Researchers started finding out that the high CHO portion in the diet was respondible for weight gain. CHOs consumed by people following low-fat diets were mostly refined and high in sugar content (i.e., high-GI food). Consumption of high-GI food results in hormonal and metabolic changes that can cause weight gain (as discussed later). A brief review of the concept of the GI (and glycemic load [GL]) follows.
The glycemic index is the number given to a food based on how quickly a CHO diet is digested and absorbed into the bloodstream (Jenkins et al., 1981). The amount of glucose absorbed into the blood a in 2-hour period after consuming 50 g of CHO in a given food is compared with the glycemic response after the consumption of 50 g of glucose, which is set at 100. The GI is classified into three categories: (1) low (a GI ≤55), (2) medium or intermediate (a GI of 55 to 69), and (3) high (a GI ≥70).
Here are some general information about the GI of various food:
In general, fruits, vegetables (except potatoes), and legumes have a low-GI, whereas sweets, refined-grain products (e.g., white bread), and potatoes have a high-GI.

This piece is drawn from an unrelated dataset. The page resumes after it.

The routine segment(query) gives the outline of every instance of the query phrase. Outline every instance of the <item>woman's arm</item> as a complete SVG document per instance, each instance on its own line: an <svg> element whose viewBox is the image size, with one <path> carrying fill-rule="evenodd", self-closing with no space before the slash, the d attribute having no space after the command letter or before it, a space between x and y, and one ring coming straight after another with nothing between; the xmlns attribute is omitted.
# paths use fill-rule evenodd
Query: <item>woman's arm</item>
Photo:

The presence of fat lowers the GI. A baked potato has a GI of 85, but fried potatoes (French fries) have a GI of 75.
The presence of soluble dietary fiber lowers the GI. Whole-wheat breads with higher amounts of fiber generally have a lower GI than white breads.
The way food is prepared can change its GI. A boiled potato has a GI of 56, steamed potatoes have a GI of 65, and a microwaved potato has a GI of 82.

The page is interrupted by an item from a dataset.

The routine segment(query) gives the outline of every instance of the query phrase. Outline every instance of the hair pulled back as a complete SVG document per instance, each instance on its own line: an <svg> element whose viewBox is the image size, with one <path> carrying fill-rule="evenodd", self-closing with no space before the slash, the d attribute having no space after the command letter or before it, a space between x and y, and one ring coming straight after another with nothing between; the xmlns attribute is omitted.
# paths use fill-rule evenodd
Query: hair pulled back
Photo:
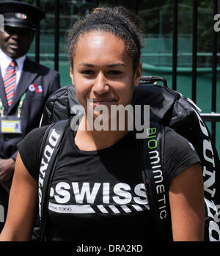
<svg viewBox="0 0 220 256"><path fill-rule="evenodd" d="M98 21L106 19L122 25L125 29L114 23L98 23ZM94 24L94 22L97 23ZM68 31L66 51L70 67L73 66L74 50L79 35L95 30L109 32L122 39L125 43L128 54L133 59L133 70L136 70L140 62L142 24L135 13L122 6L95 8L89 15L78 21Z"/></svg>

The ripeness of fruit increases the GI. The GI of underripe bananas is 30, whereas that of overripe bananas is 52.
Glycemic load . One criticism of the GI is that it tells only how rapidly 50 g of CHO in a particular food turns into blood sugar, but it does not tell how much of that CHO is in a serving of a particular food. The GL is a new way of assessing the impact of CHO consumption that takes into account serving size. For example, although candies have a high-GI, eating a single piece of candy, which contains a small fraction of 50 g, will result in a relatively small glycemic response. Thus the GL of the candy is not high. A GL of a typical serving of food is the product of the amount of available CHO in that serving and the GI of the food (calculated by the amount of CHO contained in a specified serving size of the food × the GI of that food ÷ 100). The GL is categorized as follows: (1) high (a GL of ≥20 points) (2) medium (a GL of 11 to 19 points) and (3) low (a GL of ≤10 points).

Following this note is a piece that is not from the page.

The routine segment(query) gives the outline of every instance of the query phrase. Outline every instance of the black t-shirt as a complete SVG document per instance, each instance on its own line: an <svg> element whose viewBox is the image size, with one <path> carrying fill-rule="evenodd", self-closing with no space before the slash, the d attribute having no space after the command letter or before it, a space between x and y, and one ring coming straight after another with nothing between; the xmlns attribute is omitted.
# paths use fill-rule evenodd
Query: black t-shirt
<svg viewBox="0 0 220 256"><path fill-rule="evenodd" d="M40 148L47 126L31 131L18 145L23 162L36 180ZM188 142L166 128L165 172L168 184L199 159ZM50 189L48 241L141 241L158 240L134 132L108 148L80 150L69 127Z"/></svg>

The higher the food’s GL, the greater the expected elevation in blood glucose after consumption. A diet with a low GL has been linked to a lower risk of heart disease. A diet low in CHO automatically has a low GL. Almost all food with a low-GI has a low GL. Table 27.1 shows the GI and GL of selected food. As seen in the table, some foods with high GIs turn out to have low GLs. A more complete list of the GI is periodically published by the American Society for Clinical Nutrition (the official website for the GI is www.ajcn.org.easyaccess2.lib.cuhk.edu.hk/content/76/1/5.full ).